Его провожатый обернулся, продемонстрировал белозубую улыбку.
– Ты теперь со мной, и я выбираю имена, Костя. Думал, состоишь на службе у единственного на свете гения?
– Ты не гений! Ты вор, как Императорская Пятерка! – обреченно отозвался юноша. – Живешь за счет чужих знаний и технологий!
– Как все пилигримы, – не стал спорить мужчина.
Он присел на крутящийся круглый табурет подле экрана. Люди рядом занимались своими делами, сортировали фото, проводили расчеты, строили графики, чертили схемы, иногда переговаривались вполголоса, решали, на кого из высокопоставленных граждан влиять в первую очередь. При этом ни на миг не ослабляли внимания к новичку. Они настойчиво лезли в голову, ломая прочные барьеры.
Ланс понимал – долго держать оборону не сможет. К обычным сенсам подключились другие. Ланс пока не мог подобрать в русском языке названия для тех несчастных, но Витель с ухмылкой полюбопытствовал:
– Как тебе мои химеры? Гораздо лучше, чем тогда. Помнишь?
Именно химеры, гадкие, пугающие, пустые внутри! Они жаждали познания. Новый человек для них был игрушкой, которую можно потрогать своей силой, даже сломать без сожалений. От их присутствия было страшно. Ибо когда-то, не здесь и не сейчас, Ланс помогал их создавать и сам чуть не влился в ряды нелюдей.
– Помнишь, как все начиналось тогда? Из какой грязи тебя вытащил, спас? – примирительно поинтересовался Витель.
– По твоей милости я угодил в еще большую грязь.
Первую миграцию императорского инспектора Константина Ланс помнил слишком хорошо.
27,5 лет назад в иной реальности
Он не сразу осознал себя. Вначале были отрывочные картинки, пугающие грезы, всплывающие в мозгу девятилетнего ребенка. «Первый полет», гибель несостоявшихся астронавтов, расследование, подозрение, павшее на Императорскую Пятерку, смерть жены Ани, клятва императору и себе…
О той миграции Ланс всеми силами стремился забыть. И вовсе не потому, что инспектор Константин оказался в теле беспризорника, обретавшегося в портовых складах, голодавшего, замерзающего, задыхающегося от кашля. Но обо всем по порядку.
Первым его ощущением был ужас беспомощности – как найти убийц, как отомстить? Он же ничего не может, никого не знает! Он слаб, необразован, почти слеп. А вокруг чуждый, необъятный мир!
Когда Костя сделал попытку перебраться из порта в город, городские мальчишки поймали его и доходчиво объяснили, что «протухшую рыбу» городские чистюли не любят. Избитый, он возвратился в свое убежище, неделю отлеживался, питаясь припрятанным черствым хлебом.

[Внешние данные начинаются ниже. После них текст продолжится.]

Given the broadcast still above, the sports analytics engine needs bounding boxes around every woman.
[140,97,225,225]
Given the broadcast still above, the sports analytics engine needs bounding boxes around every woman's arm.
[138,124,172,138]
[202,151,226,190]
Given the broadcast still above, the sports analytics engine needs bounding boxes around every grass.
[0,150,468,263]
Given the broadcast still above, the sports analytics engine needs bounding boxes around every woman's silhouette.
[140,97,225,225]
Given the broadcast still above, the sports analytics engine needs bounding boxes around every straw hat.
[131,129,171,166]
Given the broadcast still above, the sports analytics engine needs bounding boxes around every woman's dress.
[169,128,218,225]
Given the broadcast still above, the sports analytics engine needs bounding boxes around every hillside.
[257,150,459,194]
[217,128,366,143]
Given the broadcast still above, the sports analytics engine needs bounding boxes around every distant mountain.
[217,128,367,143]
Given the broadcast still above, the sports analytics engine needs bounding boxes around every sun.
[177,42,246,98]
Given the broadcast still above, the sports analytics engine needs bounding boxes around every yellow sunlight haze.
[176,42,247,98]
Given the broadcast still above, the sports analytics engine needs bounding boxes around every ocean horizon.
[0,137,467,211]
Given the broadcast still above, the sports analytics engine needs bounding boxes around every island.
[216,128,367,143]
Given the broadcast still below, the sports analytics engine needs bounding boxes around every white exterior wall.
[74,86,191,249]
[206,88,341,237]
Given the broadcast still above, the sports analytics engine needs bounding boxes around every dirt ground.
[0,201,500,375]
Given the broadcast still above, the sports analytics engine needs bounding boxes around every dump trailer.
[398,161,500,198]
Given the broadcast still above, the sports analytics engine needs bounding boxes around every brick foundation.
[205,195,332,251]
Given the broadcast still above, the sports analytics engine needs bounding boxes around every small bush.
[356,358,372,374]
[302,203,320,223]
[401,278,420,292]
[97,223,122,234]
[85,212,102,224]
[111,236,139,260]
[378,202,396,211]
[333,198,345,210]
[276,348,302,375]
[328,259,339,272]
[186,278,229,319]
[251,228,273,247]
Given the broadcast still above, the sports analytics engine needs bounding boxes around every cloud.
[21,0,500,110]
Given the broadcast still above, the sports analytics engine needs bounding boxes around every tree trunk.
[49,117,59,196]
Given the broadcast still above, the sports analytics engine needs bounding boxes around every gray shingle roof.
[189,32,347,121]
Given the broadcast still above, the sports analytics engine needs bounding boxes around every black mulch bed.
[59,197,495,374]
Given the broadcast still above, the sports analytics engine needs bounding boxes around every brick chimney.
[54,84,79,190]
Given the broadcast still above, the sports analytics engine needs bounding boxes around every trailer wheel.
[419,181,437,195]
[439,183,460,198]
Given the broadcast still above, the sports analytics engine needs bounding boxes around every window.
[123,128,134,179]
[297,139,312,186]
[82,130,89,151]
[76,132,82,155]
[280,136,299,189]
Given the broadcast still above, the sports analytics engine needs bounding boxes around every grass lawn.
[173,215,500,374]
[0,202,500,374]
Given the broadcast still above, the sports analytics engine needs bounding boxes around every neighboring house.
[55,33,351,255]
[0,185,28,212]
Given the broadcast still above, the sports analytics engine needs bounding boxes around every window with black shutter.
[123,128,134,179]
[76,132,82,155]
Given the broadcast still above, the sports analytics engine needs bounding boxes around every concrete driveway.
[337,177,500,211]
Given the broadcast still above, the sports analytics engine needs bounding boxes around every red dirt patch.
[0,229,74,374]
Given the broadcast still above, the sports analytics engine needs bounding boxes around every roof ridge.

Тогда он принялся за поиски работы. Но кому нужен хилый девятилетний сопляк, то и дело путающий слова местного языка и речи недостижимой отныне Россы? Удача, улыбнувшаяся отчаявшемуся мальчику, приняла вид худощавой склочной трактирщицы. За тарелку супа, лежанку в отапливаемой подсобке и шесть монет в неделю Костя чистил овощи и рыбу, драил полы, выносил мусор…
Он сжимал зубы и обещал себе – он выберется, освоится, сумеет найти убийц и отомстить. Вера в справедливость, тоска по погибшей любимой и потерянной родине придавали сил, не позволяли потеряться в личности ребенка. Костя утешал себя – парень все равно не жилец. До совершеннолетия бродяжка бы точно не дотянул. А так…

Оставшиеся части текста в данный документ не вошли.